Lee and Karen Shervheim love all seven of their children, biological or otherwise. Undeterred by having twin boys – Daniel and Andrew, 18 – they had Sam four years later.

They now have three daughters who are all 11 years old. All three have Down syndrome.

And two of them are adopted.

About the time their eight-year-old son, David, was born, Lee and Karen decided to adopt a child with Down syndrome to be a companion to their daughter, Annie.

They made the further unexpected choice to adopt a child from Eastern Europe with the help of Reece's Rainbow, which helps parents adopt children with Down syndrome.

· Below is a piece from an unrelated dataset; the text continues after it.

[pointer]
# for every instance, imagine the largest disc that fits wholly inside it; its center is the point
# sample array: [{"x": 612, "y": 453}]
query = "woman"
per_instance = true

“Between my wife and I, we couldn’t get it out of our heads,” Lee told the Quad City Press. “So many children need families and we knew we could potentially do something about it.”

After originally deciding to adopt Katie, they spent six weeks in Kiev, visiting an orphanage in nearby Kharkov. While there, they decided they may have room in their heart, and their home, for another child.

When they saw a picture of Emie striking the same pose as their biological daughter in one of their photographs, they knew they would come home with two children.

Both girls were the same age as their Annie. She would not lack for companionship, as they worried.

Lee said after the Ukrainian government – finally – completed the paperwork, they returned to the United States, when the real challenges began.

“The unvarnished truth,” Lee told the Press, is that adopting the Russian-speaking special needs children “was really disruptive to our family. They came with so many issues that we had not anticipated.”

After teaching them sign language and appropriate behavior, they moved to Lino Lake, Minnesota and found a new support group in Eagle Brook Church. There they found personal assistance and spiritual solace.

Every year in the past seven years has been better and better, they say.

“I think my girls can do almost anything they want to do,” he said, “and that’s what I want to help them become.”

The family's devotion is fueled by their faith, and it informs the sense of humor Lee showed in a tweet during the 2014 midterm elections:

It takes a special person to believe in the potential of the “mentally retarded,” as they were once labeled. Today, 90 percent of all babies diagnosed with Down syndrome in the womb will be aborted. The percentage is higher in some countries. Some have even spoken of "a world without people with Down syndrome."

Their God, and their experience, tell them that every child has infinite worth and potential, Lee told local media, and he would encourage anyone to follow his footsteps and adopt a Down syndrome child – or two.

“The message is that it really doesn’t matter where you started or where you came from,” Lee said. “There are endless opportunities for everyone, whether they have disabilities or not. They deserve a shot.”